Force est maintenant de s’interroger. Jules Plisson sera prêt à rejouer au rugby dans trois mois, soit à la fin du mois de juillet, au plus tard au début du mois d’août. Un mois après le début de la préparation, un mois et demi avant le début du Mondial. Philippe Saint-André et ses adjoints prendront-ils le risque de le retenir ? D’autres l’ont fait par le passé… La discussion est engagée au sein du staff. Plisson plaide évidemment pour sa paroisse : « J’ai encore envie d’y croire. Si je suis sérieux et si tout se passe bien pour mon opération et ma rééducation, je me dis que je peux même arriver avec beaucoup de fraîcheur. J’ai d’ailleurs dit à Patrice (Lagisquet, N.D.L.R.), lorsqu’il m’a appelé, qu’il pouvait compter sur moi pour faire les efforts nécessaires afin de revenir à mon meilleur niveau. »
Collaboration entre les équipes médicales
Aujourd’hui lundi, Jules Plisson avait rendez-vous avec Romain Teulet pour un entraînement spécifique face aux perches. Il y a encore quelques mois, l’ouvreur du Stade français n’avait pas été recensé parmi les joueurs à suivre par l’entraîneur du jeu au pied au sein du staff tricolore. En deux matchs dans le dernier Tournoi des 6 Nations, Plisson était revenu en grâce. Il était même devenu un choix prioritaire pour Philippe Saint-André et Patrice Lagisquet dans la perspective de la Coupe du monde en Angleterre. Seulement, aujourd’hui, Plisson ne butera pas avec Romain Teulet. Rendez-vous logiquement annulé. En lieu et place, il sera dans le cabinet de l’anesthésiste en charge de l’endormir mercredi à la clinique du sport à Paris avant l’opération réalisée par le professeur Fontès. La suite, Plisson ne la connaît pas encore précisément. Il espère qu’un protocole de rééducation sera mis en place entre le staff médical du Stade français et celui du XV de France. Le Docteur Savigny, médecin du Stade français, et le Docteur Grisoli ont échangé par téléphone. Et tout laisse à penser que les deux staffs vont collaborer pour permettre à Plisson de postuler parmi les 36 joueurs présélectionnés pour la préparation du Mondial, liste communiquée le 19 mai.

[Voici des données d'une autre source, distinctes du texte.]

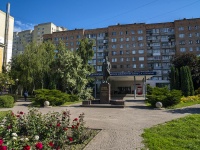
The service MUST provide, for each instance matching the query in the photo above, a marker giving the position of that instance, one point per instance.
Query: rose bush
(37, 131)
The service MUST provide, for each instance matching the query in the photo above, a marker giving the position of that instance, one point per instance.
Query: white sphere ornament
(158, 104)
(46, 103)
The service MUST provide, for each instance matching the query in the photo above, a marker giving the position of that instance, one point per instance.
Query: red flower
(75, 119)
(39, 145)
(70, 139)
(27, 147)
(51, 144)
(3, 147)
(1, 142)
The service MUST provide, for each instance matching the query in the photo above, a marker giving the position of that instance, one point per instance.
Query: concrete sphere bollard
(158, 104)
(46, 103)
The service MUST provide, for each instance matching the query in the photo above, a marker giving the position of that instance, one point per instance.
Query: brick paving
(121, 127)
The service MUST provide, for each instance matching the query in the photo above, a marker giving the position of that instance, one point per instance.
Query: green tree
(191, 60)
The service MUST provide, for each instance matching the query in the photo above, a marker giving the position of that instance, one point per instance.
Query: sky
(91, 14)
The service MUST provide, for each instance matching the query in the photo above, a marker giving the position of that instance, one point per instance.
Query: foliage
(168, 98)
(191, 60)
(6, 101)
(55, 97)
(181, 134)
(49, 131)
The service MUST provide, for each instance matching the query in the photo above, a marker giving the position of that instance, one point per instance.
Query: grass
(179, 134)
(3, 114)
(70, 103)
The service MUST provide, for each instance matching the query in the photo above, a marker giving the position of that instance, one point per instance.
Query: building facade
(21, 39)
(6, 38)
(138, 47)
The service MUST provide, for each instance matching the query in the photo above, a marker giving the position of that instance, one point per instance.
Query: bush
(37, 131)
(6, 101)
(168, 98)
(55, 97)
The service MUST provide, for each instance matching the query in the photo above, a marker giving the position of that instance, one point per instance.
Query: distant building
(21, 39)
(138, 47)
(6, 38)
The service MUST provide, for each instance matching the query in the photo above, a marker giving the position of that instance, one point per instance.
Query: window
(140, 44)
(114, 66)
(181, 35)
(133, 52)
(141, 58)
(140, 38)
(113, 46)
(114, 53)
(141, 65)
(113, 33)
(141, 51)
(140, 31)
(190, 42)
(197, 48)
(182, 49)
(133, 59)
(114, 59)
(114, 40)
(181, 28)
(134, 65)
(181, 42)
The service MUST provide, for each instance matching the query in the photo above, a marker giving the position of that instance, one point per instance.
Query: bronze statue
(106, 66)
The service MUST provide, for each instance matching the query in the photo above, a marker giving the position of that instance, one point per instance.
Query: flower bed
(42, 132)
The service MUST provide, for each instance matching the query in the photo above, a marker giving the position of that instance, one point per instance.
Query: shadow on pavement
(190, 110)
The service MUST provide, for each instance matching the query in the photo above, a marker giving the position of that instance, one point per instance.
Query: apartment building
(21, 39)
(6, 37)
(138, 47)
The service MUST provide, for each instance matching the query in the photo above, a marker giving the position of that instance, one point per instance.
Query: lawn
(179, 134)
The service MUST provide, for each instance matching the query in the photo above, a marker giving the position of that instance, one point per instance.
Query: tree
(191, 60)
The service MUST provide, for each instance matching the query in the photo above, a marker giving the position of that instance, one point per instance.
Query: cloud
(19, 26)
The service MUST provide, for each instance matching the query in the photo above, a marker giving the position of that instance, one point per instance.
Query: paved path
(121, 127)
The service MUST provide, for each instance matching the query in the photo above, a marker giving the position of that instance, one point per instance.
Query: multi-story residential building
(21, 39)
(6, 36)
(138, 47)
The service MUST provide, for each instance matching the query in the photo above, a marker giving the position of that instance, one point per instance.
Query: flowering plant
(35, 130)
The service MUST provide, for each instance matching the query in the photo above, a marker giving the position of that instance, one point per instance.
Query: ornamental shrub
(35, 130)
(6, 101)
(164, 95)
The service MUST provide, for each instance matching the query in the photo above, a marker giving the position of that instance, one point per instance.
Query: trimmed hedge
(55, 97)
(6, 101)
(164, 95)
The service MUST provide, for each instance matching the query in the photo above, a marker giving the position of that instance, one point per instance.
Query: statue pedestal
(105, 93)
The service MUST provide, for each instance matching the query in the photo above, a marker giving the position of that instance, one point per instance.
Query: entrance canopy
(126, 76)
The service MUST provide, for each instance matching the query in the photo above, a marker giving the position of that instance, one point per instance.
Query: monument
(105, 86)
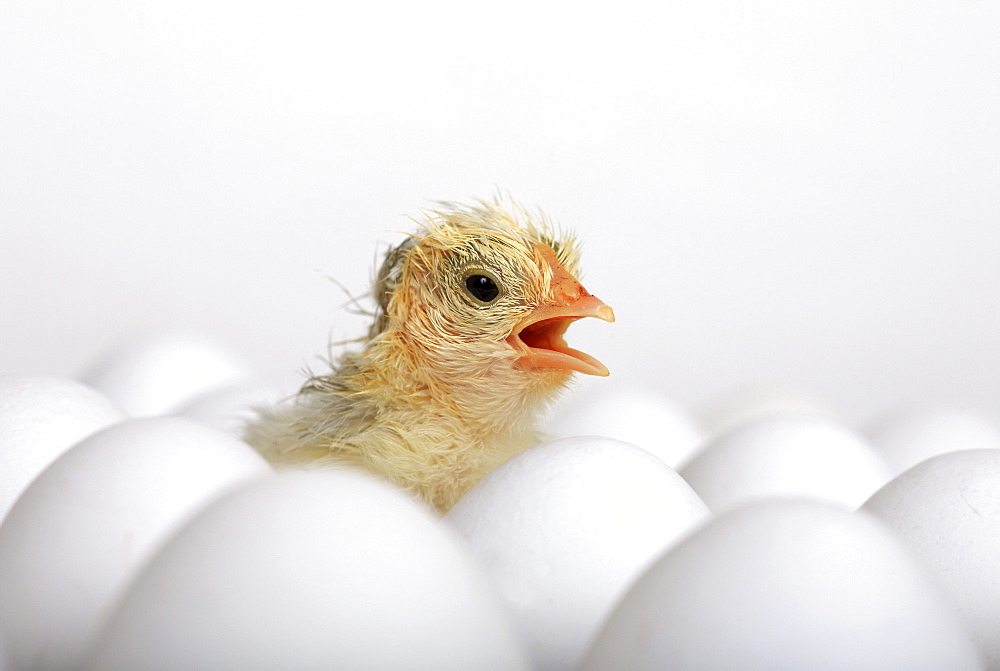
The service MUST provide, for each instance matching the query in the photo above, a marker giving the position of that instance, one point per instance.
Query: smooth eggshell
(786, 456)
(40, 418)
(785, 585)
(311, 570)
(158, 374)
(947, 511)
(230, 408)
(84, 526)
(640, 417)
(906, 438)
(565, 526)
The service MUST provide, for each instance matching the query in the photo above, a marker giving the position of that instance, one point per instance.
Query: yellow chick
(465, 352)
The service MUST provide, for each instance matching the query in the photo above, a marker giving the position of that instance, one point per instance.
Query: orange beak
(539, 337)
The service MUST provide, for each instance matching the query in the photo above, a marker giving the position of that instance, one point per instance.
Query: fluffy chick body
(445, 389)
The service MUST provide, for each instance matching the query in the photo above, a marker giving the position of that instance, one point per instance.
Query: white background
(800, 192)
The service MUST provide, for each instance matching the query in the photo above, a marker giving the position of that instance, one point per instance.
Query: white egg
(230, 408)
(84, 526)
(40, 418)
(565, 526)
(785, 585)
(947, 511)
(786, 456)
(640, 417)
(743, 405)
(311, 570)
(158, 374)
(907, 437)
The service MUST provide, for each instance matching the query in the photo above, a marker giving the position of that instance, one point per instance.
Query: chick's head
(485, 294)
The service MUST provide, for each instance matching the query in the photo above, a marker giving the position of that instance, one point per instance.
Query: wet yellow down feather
(438, 395)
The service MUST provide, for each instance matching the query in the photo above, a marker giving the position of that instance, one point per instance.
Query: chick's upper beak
(539, 337)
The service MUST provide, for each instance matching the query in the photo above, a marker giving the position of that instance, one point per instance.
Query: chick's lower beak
(539, 337)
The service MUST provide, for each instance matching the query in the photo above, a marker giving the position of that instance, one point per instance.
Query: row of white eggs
(166, 542)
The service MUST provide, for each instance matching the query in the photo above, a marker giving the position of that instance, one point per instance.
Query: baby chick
(465, 352)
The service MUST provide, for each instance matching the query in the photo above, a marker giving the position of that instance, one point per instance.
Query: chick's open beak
(539, 337)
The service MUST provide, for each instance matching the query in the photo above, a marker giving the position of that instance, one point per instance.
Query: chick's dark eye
(482, 288)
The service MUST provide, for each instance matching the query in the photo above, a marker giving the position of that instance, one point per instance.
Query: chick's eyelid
(482, 293)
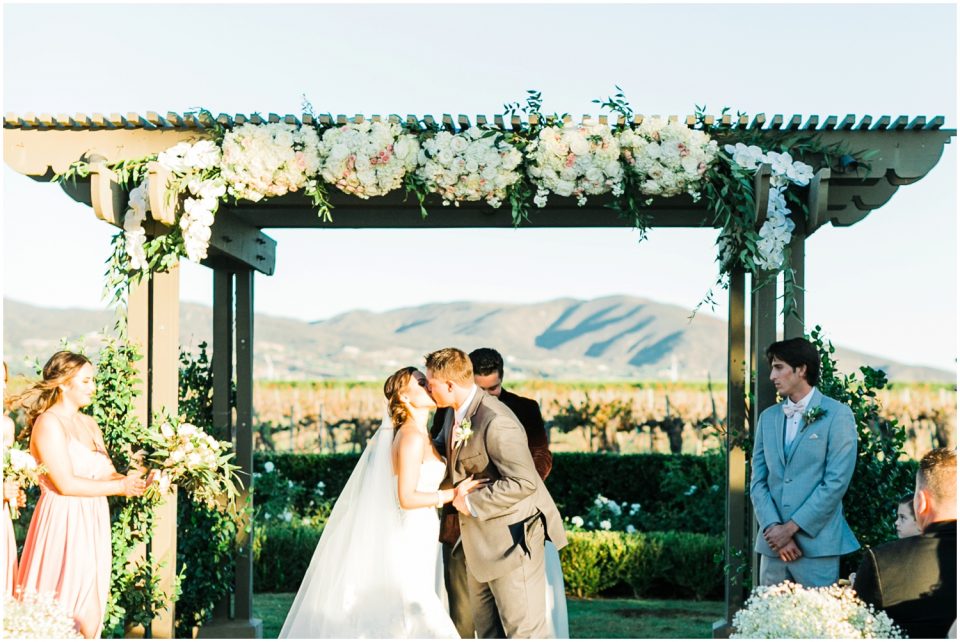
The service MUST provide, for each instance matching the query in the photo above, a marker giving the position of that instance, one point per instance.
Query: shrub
(281, 555)
(592, 562)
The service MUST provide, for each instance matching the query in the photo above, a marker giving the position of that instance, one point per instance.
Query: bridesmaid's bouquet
(195, 461)
(789, 610)
(37, 616)
(20, 466)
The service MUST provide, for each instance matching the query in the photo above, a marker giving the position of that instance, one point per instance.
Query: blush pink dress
(8, 550)
(68, 545)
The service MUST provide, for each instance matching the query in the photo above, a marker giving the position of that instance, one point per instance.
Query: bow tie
(790, 409)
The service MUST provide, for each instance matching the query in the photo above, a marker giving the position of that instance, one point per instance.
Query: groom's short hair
(450, 364)
(797, 352)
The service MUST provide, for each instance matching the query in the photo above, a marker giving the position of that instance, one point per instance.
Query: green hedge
(671, 564)
(660, 483)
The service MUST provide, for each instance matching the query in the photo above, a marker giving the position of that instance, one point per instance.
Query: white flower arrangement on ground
(37, 616)
(269, 159)
(195, 461)
(777, 229)
(20, 466)
(472, 165)
(368, 158)
(668, 158)
(789, 610)
(575, 160)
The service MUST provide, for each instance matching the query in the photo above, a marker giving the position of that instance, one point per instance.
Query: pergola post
(243, 604)
(153, 313)
(736, 550)
(228, 308)
(793, 323)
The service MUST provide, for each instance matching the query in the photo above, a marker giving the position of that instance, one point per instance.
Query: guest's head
(67, 377)
(794, 366)
(487, 370)
(406, 392)
(935, 499)
(449, 376)
(906, 518)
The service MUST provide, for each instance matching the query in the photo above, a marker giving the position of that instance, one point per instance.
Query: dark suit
(914, 580)
(528, 412)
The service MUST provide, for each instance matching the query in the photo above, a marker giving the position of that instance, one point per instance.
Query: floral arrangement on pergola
(631, 163)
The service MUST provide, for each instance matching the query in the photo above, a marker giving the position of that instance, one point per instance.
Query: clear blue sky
(887, 285)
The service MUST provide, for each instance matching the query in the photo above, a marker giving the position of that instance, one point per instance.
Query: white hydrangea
(185, 157)
(668, 158)
(198, 215)
(789, 610)
(367, 159)
(37, 616)
(472, 165)
(271, 159)
(575, 160)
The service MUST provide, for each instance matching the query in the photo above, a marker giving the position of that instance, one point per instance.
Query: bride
(376, 571)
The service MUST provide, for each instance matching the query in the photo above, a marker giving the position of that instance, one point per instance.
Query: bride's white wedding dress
(377, 569)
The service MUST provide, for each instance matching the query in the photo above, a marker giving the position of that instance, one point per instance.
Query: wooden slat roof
(194, 121)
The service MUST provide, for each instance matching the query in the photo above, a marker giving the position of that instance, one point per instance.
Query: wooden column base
(222, 628)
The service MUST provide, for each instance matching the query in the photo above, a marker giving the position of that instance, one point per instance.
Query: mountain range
(608, 338)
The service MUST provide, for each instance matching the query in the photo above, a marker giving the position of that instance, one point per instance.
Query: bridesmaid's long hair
(392, 388)
(41, 396)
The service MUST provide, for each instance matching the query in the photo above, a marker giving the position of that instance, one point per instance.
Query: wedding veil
(354, 581)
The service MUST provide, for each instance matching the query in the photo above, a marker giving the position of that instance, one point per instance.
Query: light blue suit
(806, 483)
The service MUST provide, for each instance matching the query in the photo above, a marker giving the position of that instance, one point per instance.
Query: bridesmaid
(12, 495)
(68, 545)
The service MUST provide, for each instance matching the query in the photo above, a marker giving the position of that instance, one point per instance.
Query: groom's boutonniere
(462, 433)
(813, 414)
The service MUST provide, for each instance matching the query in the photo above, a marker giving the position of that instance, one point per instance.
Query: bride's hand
(469, 485)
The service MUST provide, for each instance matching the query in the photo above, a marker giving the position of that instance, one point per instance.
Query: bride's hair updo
(392, 389)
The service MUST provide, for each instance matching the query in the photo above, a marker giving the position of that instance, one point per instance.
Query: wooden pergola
(41, 146)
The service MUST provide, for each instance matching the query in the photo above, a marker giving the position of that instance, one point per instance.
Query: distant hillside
(615, 337)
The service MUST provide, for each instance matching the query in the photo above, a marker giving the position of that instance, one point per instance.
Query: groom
(505, 522)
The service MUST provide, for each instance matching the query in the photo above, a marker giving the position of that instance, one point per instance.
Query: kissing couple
(377, 570)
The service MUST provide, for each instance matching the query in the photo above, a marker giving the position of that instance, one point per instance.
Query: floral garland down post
(776, 231)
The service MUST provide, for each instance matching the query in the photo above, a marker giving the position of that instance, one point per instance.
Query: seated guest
(915, 579)
(906, 519)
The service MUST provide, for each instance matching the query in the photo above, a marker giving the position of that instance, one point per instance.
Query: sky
(886, 286)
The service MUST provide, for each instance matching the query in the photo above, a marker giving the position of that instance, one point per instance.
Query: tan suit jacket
(515, 499)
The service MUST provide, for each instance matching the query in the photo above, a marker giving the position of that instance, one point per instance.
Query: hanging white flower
(367, 159)
(574, 160)
(134, 234)
(472, 165)
(269, 160)
(747, 157)
(668, 158)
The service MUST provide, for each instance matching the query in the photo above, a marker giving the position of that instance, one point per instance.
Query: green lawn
(601, 618)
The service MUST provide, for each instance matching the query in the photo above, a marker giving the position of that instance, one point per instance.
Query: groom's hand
(463, 489)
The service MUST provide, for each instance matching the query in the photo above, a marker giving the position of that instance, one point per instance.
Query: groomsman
(488, 375)
(804, 453)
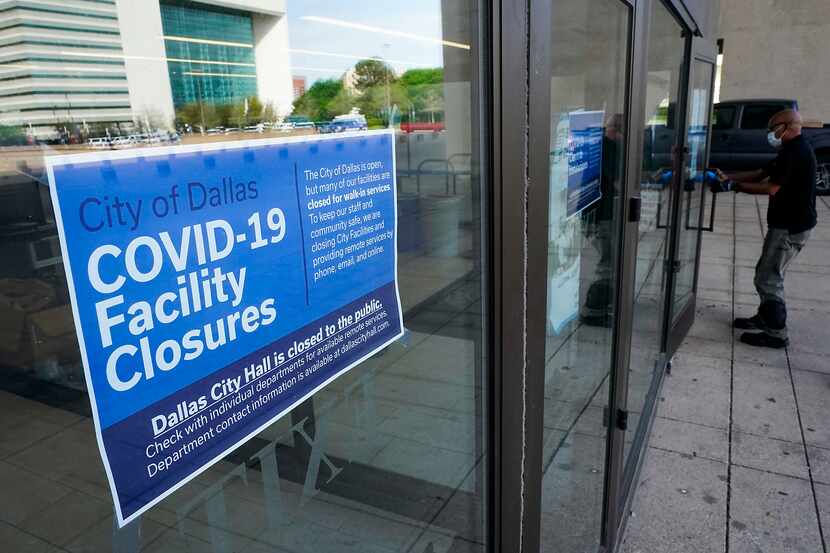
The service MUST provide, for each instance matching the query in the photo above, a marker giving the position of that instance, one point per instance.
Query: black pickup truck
(739, 137)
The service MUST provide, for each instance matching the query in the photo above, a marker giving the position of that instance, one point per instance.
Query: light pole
(387, 70)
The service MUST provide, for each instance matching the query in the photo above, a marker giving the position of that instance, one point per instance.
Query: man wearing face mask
(790, 182)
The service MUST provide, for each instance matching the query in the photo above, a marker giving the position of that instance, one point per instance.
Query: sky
(326, 38)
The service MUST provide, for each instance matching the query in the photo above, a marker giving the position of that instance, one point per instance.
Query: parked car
(98, 143)
(739, 137)
(344, 123)
(299, 122)
(422, 126)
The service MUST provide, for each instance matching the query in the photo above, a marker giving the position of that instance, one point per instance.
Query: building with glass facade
(210, 53)
(133, 62)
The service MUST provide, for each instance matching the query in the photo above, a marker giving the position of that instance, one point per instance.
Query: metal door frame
(621, 491)
(698, 50)
(517, 207)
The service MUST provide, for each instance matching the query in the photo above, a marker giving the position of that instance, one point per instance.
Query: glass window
(724, 117)
(757, 116)
(588, 137)
(389, 457)
(666, 43)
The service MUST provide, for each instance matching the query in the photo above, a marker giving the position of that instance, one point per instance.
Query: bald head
(786, 124)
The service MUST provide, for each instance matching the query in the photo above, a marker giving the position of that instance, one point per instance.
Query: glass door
(691, 183)
(665, 79)
(588, 137)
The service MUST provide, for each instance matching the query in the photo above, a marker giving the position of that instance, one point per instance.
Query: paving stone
(763, 403)
(769, 454)
(803, 361)
(14, 540)
(771, 513)
(819, 465)
(680, 506)
(690, 439)
(823, 501)
(683, 390)
(813, 390)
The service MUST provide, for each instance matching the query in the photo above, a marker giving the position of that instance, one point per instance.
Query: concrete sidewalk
(739, 456)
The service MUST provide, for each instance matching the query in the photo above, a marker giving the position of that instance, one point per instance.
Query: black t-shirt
(793, 207)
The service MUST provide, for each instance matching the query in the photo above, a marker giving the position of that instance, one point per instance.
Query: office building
(134, 62)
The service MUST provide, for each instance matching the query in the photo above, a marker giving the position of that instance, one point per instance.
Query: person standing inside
(790, 182)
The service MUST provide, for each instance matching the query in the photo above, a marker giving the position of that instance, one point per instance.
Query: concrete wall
(777, 48)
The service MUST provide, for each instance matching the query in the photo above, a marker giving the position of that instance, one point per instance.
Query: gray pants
(780, 248)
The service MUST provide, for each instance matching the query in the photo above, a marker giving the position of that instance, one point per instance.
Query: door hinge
(622, 419)
(635, 206)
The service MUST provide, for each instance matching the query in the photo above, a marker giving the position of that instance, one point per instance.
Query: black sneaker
(764, 340)
(752, 323)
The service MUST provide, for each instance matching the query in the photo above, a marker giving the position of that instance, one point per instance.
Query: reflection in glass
(389, 457)
(665, 60)
(588, 83)
(697, 137)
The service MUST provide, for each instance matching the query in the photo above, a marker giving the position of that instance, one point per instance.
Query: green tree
(378, 101)
(372, 73)
(316, 102)
(425, 90)
(419, 77)
(269, 113)
(255, 108)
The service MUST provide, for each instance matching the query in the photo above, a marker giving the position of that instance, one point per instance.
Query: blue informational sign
(584, 159)
(215, 287)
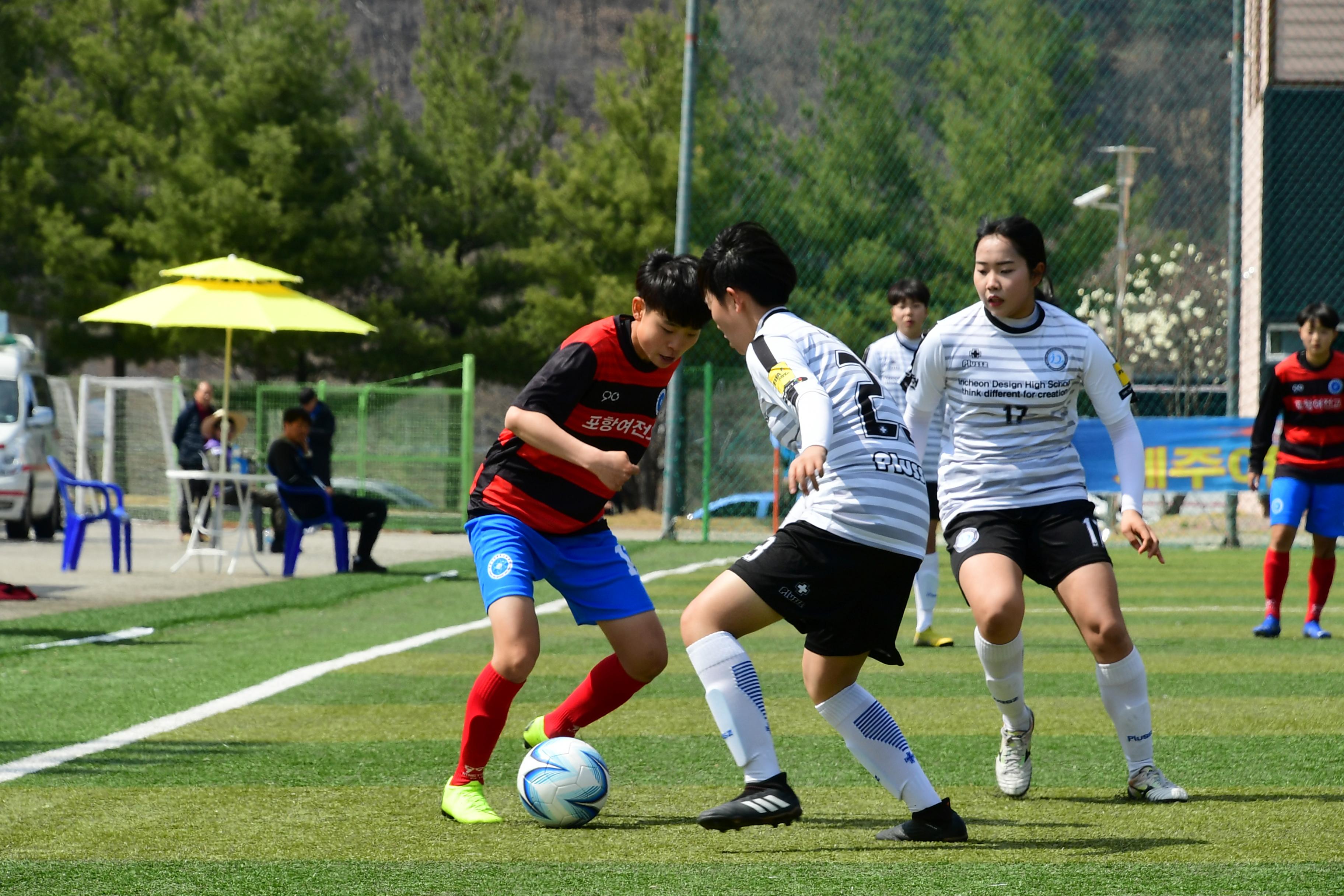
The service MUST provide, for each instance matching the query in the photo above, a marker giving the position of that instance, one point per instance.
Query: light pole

Christian Ramos, le psychologue du XV de France a, lui, confirmé son rendez-vous de ce lundi avec l’ouvreur stadiste. La rencontre avait été calée avant sa blessure. Les deux hommes devaient échanger dans le cadre du travail spécifique du buteur. À la place, le « psy » va probablement écouter la détresse de Plisson qui reconnaît volontiers être « à fleur de peau » depuis vendredi soir. « J’espère que ça ira mieux après l’opération, souffle-t-il. Parce que depuis vendredi, je suis au fond du seau. » Et Jules Plisson de conclure : « Je vais rater les phases finales avec mon club, mais je vais tout faire pour ne pas rater le Coupe du monde. » Premier élément de réponse, le 19 mai.